Russian police detained more than 100 people in spontaneous rallies in tribute to the late opposition figure Alexei Navalny, who died in prison on Fridays, the human rights defense group OVD-Info reported this Saturday.
(Also read: Navalny's team accuses Russia of retaining his remains to 'cover its tracks')
The main Russian opposition figure, 47, was serving a 19-year sentence in an Arctic prison when prison authorities announced his death on Friday. news that generated shock among his supporters.
On Friday night, groups of people across Russia laid flowers at makeshift memorials at monuments to political dissidents and there were reports of arrests, according to images posted on social media.
The OVD-Info organization indicated on its website that, according to its report on Saturday morning, “more than 101 people were detained in ten cities”, the majority in Saint Petersburg and eleven in the capital, Moscow.
(Also read: Russia rejects accusations linking the Kremlin to the death of Alexei Navalny)
In response to calls to demonstrate that circulated on the Internet, the Moscow prosecutor's office warned on Friday that “organizing or holding unauthorized rallies, convening them and participating in them is an administrative offense.”
Protests are illegal in Russia, where harsh laws apply to punish dissent, including prison sentences for criticizing power.
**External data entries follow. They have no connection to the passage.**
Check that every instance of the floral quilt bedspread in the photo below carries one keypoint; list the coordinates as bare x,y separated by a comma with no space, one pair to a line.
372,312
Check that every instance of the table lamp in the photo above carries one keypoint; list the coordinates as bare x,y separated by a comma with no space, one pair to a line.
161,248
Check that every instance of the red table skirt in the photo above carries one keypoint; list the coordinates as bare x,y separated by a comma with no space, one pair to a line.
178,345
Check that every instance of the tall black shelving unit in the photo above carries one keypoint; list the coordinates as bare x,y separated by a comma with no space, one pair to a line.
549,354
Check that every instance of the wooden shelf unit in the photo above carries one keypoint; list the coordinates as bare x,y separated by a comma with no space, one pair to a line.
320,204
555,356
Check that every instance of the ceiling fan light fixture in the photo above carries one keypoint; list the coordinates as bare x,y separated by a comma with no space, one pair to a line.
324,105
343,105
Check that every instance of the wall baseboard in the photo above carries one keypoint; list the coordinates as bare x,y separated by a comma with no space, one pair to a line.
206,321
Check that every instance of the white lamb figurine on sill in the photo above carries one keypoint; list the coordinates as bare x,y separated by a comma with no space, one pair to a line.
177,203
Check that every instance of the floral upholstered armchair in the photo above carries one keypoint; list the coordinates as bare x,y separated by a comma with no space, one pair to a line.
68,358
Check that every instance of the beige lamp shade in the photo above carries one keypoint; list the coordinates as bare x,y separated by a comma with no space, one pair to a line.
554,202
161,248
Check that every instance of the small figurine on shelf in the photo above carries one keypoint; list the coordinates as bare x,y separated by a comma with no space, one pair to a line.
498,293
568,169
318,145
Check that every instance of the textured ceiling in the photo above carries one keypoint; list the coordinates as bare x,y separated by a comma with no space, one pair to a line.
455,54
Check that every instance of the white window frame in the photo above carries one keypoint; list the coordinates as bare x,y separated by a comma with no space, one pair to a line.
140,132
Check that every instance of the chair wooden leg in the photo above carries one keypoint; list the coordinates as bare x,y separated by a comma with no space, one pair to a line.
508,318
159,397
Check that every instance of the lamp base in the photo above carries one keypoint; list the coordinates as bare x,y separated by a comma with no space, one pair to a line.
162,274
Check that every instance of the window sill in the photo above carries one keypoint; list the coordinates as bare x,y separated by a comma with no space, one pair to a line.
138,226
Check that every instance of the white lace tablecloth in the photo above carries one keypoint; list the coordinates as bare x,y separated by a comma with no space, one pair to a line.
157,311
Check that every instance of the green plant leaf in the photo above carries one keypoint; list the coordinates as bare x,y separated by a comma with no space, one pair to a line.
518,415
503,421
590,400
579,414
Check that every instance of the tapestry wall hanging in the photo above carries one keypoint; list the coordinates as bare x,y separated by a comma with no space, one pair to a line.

The authorities have repressed rallies in support of Navalny with particular severity.
Navalny had survived poisoning in 2020. He had been detained since 2021 and was convicted of “extremism.”
This lawyer, who achieved notoriety as an anti-corruption activist, was the most prominent figure of an opposition that is reduced to its minimum expression by the repression that intensified after the start of the Russian offensive in Ukraine, in February 2022. His death It was announced one month before the elections in Russia, which are expected to consolidate the president, Vladimir Putin, in power.